Florida, Florida, Florida: State Could Swing US Election

Florida, Florida, Florida: State Could Swing US Election
Republican presidential candidate Donald Trump pumps his fist after a campaign speech, in Sarasota, Fla., on Nov. 7, 2016. (AP Photo/Chris O'Meara)
The Associated Press
11/8/2016
Updated:
11/8/2016

 

TALLAHASSEE, Fla.—It’s all about Florida—again. Sixteen years after a chaotic ballot recount decided the presidency, voters in the Sunshine State may once again be pivotal in deciding the outcome of this year’s U.S. election.

Millions of Floridians were expected to flock to the polls Tuesday, and their ballots could decide whether or not Republican Donald Trump or Democrat Hillary Clinton becomes the next president.

Both candidates have pegged their campaign fortunes to Florida, scheduling a seemingly nonstop series of campaign events throughout the state in the weeks leading up to Election Day.

“Florida can decide who our next president is, which will affect the nation and the world,” Clinton said last week during a visit to Pasco County, just north of Tampa.

Trump too has made the stakes clear: “It’s a big, big vote in the state of Florida.”

The attention to this year’s election appears to have sparked a record turnout. Slightly more than half of Florida’s active registered voters had voted by mail or at an early voting site before Election Day.

Marcy Osier is among the scores of residents who voted early. Osier, 63, moved to St. Petersburg from Georgia last month and promptly exercised her right to vote, casting a ballot for Clinton. She admitted to being nervous about the election.

“There are too many undecideds out there,” she said.

Osier attended a rally featuring Joe Biden and singer Jimmy Buffet on the eve of the election.

To the north, in Gainesville, Alston McLeod, 71, chose to vote early Tuesday. The retired law enforcement officer declined to say for whom he voted, but said he’s mostly concerned about securing the country’s borders.

“People can just walk in and take over and demand stuff. They are not a citizen,” McLeod said. “The people who do it the right way, they are being mistreated, too. That’s what I’m kind of tired of.”

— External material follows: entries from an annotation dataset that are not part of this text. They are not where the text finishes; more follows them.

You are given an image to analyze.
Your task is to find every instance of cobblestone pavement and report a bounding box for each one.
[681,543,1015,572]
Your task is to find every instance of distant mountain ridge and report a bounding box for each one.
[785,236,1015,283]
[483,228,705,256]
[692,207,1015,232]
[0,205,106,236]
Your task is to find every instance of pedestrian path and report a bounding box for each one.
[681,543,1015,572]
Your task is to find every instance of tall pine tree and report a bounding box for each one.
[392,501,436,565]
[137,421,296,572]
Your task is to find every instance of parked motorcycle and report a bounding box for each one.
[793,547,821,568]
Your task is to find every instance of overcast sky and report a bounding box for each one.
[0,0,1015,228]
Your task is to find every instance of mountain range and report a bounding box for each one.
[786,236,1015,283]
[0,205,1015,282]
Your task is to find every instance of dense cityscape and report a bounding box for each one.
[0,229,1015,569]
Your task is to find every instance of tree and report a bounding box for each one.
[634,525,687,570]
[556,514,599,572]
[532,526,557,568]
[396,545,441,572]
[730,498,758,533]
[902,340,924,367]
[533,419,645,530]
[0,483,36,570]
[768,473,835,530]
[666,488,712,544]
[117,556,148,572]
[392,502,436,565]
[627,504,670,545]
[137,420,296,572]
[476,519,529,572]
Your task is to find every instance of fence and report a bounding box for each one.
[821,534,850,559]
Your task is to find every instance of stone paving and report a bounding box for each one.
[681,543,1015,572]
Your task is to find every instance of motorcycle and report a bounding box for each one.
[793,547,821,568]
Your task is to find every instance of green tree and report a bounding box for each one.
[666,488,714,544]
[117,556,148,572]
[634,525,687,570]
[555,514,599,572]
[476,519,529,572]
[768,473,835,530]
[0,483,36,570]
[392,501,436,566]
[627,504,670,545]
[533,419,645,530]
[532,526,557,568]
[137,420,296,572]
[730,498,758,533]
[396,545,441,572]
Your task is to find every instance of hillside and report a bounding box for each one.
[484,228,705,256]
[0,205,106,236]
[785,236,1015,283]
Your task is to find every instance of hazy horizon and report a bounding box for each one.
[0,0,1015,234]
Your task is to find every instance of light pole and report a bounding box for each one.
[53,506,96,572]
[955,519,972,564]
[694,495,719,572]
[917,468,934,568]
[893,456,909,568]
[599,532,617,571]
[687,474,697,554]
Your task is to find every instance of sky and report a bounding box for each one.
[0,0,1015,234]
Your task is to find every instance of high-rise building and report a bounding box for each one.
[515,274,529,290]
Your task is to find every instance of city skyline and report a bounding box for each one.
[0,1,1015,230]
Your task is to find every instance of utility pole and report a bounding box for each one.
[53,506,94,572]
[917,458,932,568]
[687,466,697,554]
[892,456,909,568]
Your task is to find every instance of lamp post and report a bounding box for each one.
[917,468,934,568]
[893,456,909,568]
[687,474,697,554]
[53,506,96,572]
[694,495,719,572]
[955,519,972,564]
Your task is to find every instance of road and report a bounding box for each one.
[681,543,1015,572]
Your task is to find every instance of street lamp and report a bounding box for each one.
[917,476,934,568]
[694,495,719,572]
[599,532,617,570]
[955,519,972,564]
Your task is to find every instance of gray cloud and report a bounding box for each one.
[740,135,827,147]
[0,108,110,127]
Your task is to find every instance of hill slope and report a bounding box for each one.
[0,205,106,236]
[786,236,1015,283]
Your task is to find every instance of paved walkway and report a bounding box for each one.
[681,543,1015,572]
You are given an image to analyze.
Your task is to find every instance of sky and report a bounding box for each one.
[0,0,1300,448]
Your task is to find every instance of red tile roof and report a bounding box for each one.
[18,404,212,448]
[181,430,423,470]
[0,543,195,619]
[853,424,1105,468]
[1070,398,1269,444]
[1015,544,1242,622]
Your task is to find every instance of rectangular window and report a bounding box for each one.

Florida, with its 29 electoral college votes, could easily tip the election. Florida famously decided the 2000 election after George W. Bush won the state by just 537 votes over Al Gore following a recount that lasted several weeks.

Bush won the state easily four years later, but President Barack Obama carried the state during the past two elections. The Clinton campaign has turned to Obama as one of its biggest surrogates in Florida. The president has visited the state three times ahead of Election Day in an effort to rally support.

Florida’s position as a constant swing state is due in large part to its continued population growth and the diversity of that population. The nation’s third-largest state has regions that range from military enclaves in the conservative Panhandle to Miami, a cosmopolitan hub connected to Latin America and the Caribbean.

As the population has grown, so has the number of registered voters. Florida has gained 929,327 registered voters since the past presidential election, according to voter registration data released late last month.

About 39 percent of that gain came from Hispanics, a group that traditionally underperforms at the ballot box. Hispanics make up just under a quarter of Florida’s population of 20 million residents, but as of Oct. 18, they represented 16 percent of registered voters.

Hispanics could prove to be a critical force in the final outcome. Daniel Smith, a University of Florida professor, has analyzed data showing that the percentage of Hispanic voters participating so far this year is much higher than in 2012. Smith’s analysis shows that 11 percent - about 522,000 voters - of those who voted early four years ago were Hispanic. This year, nearly 1 million Hispanic voters—about 15 percent of the electorate—have already voted.